By Nadia Ramlagan
What can the International Linear Collider (ILC) provide to US industry? This question was addressed at a recent Capitol Hill meeting of the Linear Collider Forum of America (LCFOA), a non-profit organization founded in 2005 to facilitate partnership between US industry and government in the design, component manufacturing, and location of the ILC. After opening comments from LCFOA president Ken Olsen, ILC Program Director Robert Kephart of Fermilab spoke about the importance of the ILC to physical science research, especially high energy physics.
“Discoveries at the ILC are expected to revolutionize our understanding of the fundamental nature of the universe in which we live. Previous high-energy physics projects have also produced far-reaching practical applications and technologies,” said Kephart.
Kephart emphasized that fundamental questions in particle physics remain on the energy, cosmic, and intensity frontiers. The future electron-positron collider could help solve the puzzle of how particles acquire mass, the nature of dark energy, or the properties of neutrinos, to name a few. The proposed ILC design features two opposing linear particle accelerators, each 12 kilometers long.
The discussion quickly shifted to economic and technological benefits deriving from the ILC, with presentations by the Director of the ILC Americas Regional Team Mike Harrison, and also by Paul Grannis of Stony Brook University. The speakers focused on innovative ILC particle accelerator technology, particularly Superconducting Radio Frequency (SCRF)-based systems such as cavities and cryomodules.
Cavities are used to accelerate charged particles to high energies by applying a radiofrequency electromagnetic field to the particle beam. SCRF cavities are made from pure niobium chilled to near absolute zero temperatures.

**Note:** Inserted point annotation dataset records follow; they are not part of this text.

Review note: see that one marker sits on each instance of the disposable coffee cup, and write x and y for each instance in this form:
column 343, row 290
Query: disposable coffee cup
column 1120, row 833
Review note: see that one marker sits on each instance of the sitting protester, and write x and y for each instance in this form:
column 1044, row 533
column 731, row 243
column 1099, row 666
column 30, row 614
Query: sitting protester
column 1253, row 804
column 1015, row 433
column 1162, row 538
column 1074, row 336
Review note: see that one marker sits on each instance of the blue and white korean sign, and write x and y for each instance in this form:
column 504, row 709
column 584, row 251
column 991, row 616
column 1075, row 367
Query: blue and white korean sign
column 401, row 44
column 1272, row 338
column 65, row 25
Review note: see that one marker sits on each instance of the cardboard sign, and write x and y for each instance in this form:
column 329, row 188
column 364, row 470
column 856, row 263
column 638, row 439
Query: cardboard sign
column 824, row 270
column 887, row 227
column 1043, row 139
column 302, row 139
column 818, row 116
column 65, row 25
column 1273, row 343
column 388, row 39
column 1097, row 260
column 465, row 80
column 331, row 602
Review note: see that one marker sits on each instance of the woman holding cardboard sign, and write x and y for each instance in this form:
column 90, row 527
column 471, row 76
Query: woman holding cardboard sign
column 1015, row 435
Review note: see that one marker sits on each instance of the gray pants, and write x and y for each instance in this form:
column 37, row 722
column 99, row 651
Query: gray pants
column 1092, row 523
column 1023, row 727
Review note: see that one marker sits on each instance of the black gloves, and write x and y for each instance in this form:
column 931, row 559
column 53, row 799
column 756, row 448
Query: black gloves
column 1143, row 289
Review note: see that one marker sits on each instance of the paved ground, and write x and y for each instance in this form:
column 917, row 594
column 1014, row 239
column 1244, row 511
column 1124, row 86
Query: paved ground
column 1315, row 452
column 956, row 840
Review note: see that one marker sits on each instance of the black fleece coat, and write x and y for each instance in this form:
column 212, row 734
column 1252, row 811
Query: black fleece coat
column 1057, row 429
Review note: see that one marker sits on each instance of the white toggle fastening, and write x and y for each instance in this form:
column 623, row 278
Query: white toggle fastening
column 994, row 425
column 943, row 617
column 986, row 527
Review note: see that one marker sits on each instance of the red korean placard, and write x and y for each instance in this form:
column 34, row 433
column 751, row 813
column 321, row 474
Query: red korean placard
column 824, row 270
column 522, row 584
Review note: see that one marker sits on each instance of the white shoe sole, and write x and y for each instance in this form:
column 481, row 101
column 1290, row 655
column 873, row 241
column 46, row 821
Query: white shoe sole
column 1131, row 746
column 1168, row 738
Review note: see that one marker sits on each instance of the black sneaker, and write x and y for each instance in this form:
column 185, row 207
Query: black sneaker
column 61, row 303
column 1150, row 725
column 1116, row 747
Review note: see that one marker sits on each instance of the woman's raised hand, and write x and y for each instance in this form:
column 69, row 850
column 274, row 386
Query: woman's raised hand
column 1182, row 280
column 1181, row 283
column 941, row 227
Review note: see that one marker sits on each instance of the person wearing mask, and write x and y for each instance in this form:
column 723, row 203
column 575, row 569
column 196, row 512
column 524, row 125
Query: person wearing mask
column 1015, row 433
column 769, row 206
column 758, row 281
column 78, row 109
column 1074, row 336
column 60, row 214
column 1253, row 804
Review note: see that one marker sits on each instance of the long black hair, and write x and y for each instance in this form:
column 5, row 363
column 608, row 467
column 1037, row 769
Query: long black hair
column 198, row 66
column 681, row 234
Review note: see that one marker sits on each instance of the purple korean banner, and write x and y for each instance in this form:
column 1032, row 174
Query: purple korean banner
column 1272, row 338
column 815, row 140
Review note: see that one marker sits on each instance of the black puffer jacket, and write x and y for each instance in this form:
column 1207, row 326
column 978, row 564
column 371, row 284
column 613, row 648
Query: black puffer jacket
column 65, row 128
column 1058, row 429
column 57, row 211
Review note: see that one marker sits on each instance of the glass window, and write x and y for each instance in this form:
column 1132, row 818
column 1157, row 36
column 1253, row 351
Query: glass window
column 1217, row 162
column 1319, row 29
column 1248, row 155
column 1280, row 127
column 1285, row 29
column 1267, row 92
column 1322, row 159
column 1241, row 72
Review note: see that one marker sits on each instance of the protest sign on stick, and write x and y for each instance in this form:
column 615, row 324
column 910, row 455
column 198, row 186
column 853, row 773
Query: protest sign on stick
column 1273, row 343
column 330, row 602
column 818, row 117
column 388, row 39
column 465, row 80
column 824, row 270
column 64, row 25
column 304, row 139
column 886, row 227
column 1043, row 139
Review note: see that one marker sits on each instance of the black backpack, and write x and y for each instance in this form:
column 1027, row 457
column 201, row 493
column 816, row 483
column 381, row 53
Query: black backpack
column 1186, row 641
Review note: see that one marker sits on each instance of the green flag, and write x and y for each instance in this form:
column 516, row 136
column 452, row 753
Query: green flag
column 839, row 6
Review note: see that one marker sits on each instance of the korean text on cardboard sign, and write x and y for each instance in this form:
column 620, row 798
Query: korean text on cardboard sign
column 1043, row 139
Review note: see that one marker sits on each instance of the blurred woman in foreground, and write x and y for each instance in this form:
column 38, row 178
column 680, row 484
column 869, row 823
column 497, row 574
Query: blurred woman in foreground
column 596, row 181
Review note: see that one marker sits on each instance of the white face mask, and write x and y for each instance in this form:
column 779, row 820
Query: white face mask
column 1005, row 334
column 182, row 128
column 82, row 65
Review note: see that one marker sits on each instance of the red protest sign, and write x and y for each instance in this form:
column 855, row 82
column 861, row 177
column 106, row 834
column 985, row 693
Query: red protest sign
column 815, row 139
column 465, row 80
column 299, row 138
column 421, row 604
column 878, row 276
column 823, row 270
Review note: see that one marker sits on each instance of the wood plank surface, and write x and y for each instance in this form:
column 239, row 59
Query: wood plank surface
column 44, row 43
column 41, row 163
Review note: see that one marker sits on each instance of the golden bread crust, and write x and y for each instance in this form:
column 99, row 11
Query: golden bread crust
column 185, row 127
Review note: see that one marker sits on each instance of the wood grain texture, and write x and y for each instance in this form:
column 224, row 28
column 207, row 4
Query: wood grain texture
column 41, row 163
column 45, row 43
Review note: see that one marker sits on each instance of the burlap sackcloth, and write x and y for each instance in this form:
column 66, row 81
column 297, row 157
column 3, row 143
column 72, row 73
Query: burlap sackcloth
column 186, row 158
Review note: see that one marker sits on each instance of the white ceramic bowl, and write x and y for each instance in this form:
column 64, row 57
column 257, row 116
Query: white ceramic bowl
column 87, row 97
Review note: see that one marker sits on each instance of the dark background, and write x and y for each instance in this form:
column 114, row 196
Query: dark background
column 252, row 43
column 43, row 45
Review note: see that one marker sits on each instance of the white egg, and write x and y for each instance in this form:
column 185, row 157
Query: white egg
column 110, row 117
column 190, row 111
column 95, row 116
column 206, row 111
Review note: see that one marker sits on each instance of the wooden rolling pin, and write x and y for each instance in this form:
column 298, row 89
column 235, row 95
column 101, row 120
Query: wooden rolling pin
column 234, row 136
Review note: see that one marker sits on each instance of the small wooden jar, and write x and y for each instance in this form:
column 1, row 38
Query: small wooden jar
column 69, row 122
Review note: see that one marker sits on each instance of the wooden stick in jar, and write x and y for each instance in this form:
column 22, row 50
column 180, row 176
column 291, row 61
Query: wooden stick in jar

Unlike traditionally used copper cavities, SCRF cavities conduct electric current with almost no loss of energy, ensuring that the majority of electrical energy goes into accelerating the beam, rather than into heating up the accelerating structures themselves.
In the past decade, physicists, engineers, and technicians continue to work on the challenging task of creating the ultra-smooth and polished niobium surfaces needed to retain superconductivity in the presence of large radiofrequency magnetic fields. SCRF research and development programs in the US include the Operational Spallation Neutron Source (SNS) at Oak Ridge in Tennessee, and the Continuous Electron Beam Accelerator Facility (CEBAF) at Jefferson Lab in Virginia.
While development occurs at laboratories, there is an ongoing effort to shift production and processing of cavities and other critical ILC components to American industry. There is much industry concern, as only one small US business is currently certified to manufacture SCRF cavities. The Department of Energy (DOE) laboratories use SCRF cavities manufactured by European companies.
There is also impetus to house the ILC on US soil. The Department of Energy’s Office of Science has supported the ILC as a scientific priority and has stated that Fermilab is the US candidate site for the Collider. After an overview of the ILC research and development plan by the Project Manager of the Americas Regional Team, Marc Ross, the meeting closed with statements by LCFOA board of director companies.